Their songs are grandiose upon the click of a play button, and you might’ve also heard some of their songs in movie soundtracks or even FIFA ’15. Nevertheless, most people will still say “Jungle who?” at the mention of their name. Luckily for Tom McFarland and Josh Lloyd-Watson (preferably known as J and T), fame is the least appealing aspect of their job thanks to an unshakable passion for music production and performance.
To liven up their showcases, the band went from two members to a seven-piece band. Jungle then became a soul collective that went on to perform at various events like Leeds and Glastonbury Festival – with their self-titled album shortlisted for the Mercury prize in 2014. Three years after the release of ‘Jungle’, the effect remains and they are set to step foot into our shores for the first time this November at KL Live. But before that, JUICE had a few things to ask McFarland and here’s what we got back via email.
“I think the music would be less exciting and more predictable if we were just playing on our own with loads of computers everywhere.”
Jungle is very much synonymous to amazing live shows, due to the collective effort of musicians and you two, of course. What do you imagine a Jungle show would be like without the rest of your bandmates?
The whole point of surrounding ourselves with our friends on stage was so that the audience truly had a live experience. When we were kids, it was so exciting going to a show and see loads of people doing different things, which then blended together to make something so much bigger than the individuals. I think the music would be less exciting and more predictable if we were just playing on our own with loads of computers everywhere.
Crowds tend to reflect the energy that is shown on stage, so what would you say is your main focus when performing in order to liven up a crowd?
I think the focus is to connect with as many people as we can. The energy can be sad, happy or exciting. It doesn’t really matter. As long as it’s there, that’s the most important thing.
“The music is Jungle, we are not Jungle.”
Since you let your music do all the talking instead of promoting yourself as individuals, is branding ever a concern when it comes to the marketing of Jungle?
The music is the most important thing to us. The music is Jungle, we are not Jungle. It’s impossible for us to take ownership over it because it’s such a shared experience. I think if your art is good enough, and connects with enough people, then it markets itself.
Though we know that this element of mystery was never intended, will we ever see you take the lead in future music videos?
Only if we learn to roller skate or breakdance properly…

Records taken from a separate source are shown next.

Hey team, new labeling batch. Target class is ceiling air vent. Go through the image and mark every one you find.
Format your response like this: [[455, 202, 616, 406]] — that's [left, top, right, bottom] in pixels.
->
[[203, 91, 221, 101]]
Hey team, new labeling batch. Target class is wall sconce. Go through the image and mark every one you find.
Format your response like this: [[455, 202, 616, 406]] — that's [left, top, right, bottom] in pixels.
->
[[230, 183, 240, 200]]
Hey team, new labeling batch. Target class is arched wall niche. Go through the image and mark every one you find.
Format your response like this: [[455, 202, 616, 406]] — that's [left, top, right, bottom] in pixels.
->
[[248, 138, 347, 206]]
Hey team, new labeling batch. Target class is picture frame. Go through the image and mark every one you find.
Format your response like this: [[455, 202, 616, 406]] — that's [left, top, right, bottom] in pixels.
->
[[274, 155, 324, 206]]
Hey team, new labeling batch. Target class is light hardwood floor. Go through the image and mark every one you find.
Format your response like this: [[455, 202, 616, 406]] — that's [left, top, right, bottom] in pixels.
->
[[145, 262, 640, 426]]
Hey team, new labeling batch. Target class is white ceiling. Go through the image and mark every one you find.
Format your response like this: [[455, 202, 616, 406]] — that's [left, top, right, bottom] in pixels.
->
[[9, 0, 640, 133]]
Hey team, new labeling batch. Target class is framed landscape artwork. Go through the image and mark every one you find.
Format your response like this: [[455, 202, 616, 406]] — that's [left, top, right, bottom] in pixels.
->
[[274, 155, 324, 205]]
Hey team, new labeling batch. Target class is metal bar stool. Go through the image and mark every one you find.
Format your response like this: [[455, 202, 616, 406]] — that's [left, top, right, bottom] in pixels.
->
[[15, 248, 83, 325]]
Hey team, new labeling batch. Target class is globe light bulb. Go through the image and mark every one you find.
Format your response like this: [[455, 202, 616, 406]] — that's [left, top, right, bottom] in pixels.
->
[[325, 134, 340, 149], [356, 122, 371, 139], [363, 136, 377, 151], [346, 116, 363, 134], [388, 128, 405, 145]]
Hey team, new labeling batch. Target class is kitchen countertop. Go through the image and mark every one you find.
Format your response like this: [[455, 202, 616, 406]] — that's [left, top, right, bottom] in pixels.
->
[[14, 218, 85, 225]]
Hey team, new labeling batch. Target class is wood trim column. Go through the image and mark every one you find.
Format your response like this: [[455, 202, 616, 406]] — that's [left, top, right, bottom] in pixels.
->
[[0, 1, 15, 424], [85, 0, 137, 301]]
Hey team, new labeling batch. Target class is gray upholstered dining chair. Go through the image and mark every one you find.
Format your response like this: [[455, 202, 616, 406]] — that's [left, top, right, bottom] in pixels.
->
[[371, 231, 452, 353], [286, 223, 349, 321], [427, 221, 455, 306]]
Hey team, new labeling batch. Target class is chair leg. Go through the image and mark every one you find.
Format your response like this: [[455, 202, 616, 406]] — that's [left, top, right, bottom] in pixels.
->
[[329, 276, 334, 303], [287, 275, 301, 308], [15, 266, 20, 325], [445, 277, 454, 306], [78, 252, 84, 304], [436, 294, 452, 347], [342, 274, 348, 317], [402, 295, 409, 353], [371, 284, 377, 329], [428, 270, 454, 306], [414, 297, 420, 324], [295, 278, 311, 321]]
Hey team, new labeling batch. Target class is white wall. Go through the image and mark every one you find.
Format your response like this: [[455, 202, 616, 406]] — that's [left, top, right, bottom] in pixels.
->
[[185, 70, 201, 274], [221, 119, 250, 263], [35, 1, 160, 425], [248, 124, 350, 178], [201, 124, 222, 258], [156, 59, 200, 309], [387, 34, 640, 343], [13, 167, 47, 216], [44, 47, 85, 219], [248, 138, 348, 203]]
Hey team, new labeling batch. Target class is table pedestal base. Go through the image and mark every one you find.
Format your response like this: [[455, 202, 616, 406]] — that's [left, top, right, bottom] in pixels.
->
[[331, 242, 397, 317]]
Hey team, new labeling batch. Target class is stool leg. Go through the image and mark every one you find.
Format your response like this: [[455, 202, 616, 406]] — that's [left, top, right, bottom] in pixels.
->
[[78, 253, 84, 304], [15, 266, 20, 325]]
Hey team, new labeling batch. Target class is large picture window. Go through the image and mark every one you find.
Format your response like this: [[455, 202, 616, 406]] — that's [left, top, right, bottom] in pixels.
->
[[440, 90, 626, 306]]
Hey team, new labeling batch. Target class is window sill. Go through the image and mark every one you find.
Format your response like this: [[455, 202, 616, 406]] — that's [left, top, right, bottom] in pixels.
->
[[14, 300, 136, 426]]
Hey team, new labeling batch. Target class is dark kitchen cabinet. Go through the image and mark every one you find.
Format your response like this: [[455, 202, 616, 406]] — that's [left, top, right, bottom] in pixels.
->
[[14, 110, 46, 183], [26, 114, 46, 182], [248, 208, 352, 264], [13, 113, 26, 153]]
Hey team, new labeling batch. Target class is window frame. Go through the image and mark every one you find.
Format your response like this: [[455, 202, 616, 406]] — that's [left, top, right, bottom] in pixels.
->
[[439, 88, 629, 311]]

You two have been long-time friends, but how did the musical chemistry occur? Because creating something together (not only music) requires a certain kind of compatibility.
We are like yin and yang. Equilibrium and balance are vital to our relationship. We are basically brothers, so there is always unconditional love, but creative tension is also really important for our process.
“When we make music, we always have a visual cue to take from, whether that’s imagined or real.”
Jungle’s music can be described as big and thematic, which is why ‘Lucky I Got What I Want’ made that scene in Nerve so impactful. Do you see yourselves producing scores for films in the near future?
Film music inspires us everyday, so we try to reflect that in our own music. When we make music, we always have a visual cue to take from, whether that’s imagined or real. We would love to make soundtracks in the future, but we kind of feel like we’re doing that already.
The songs in your self-titled album are all significantly different but long-time listeners will still be able to identify your sound. Is it important to keep that signature sound for identity’s sake?
I think that just proves that it’s not about what we create, or how it sounds that identifies us. Whatever we make will always sound or feel like Jungle because we made it.
Speaking of identity and genre, Jungle is often labelled as groovy pop and funk. With the revival of such genres thanks to artistes like Bruno Mars, do you see yourself collaborating with them?
We’d love to collaborate with a lot of artistes. It’s one of the great things about music and being part of this world. Sharing ideas amongst your peers and contemporaries is how you learn and grow as an artiste.
Also, do you see yourself crossing genres for upcoming work to diversify your discography?
We always want to surprise ourselves with what we create. I think as an artiste you naturally change and grow because you do as a person too. Experimenting with new forms can only create more diverse and interesting music.
“I wish people stuck together a little bit more, the world would be a much more beautiful place.”
I sense that camaraderie is Jungle’s biggest attribute. Do you agree?
Absolutely, it’s the best team in the world. Everyone’s passion is intoxicating. I wish people stuck together a little bit more, the world would be a much more beautiful place.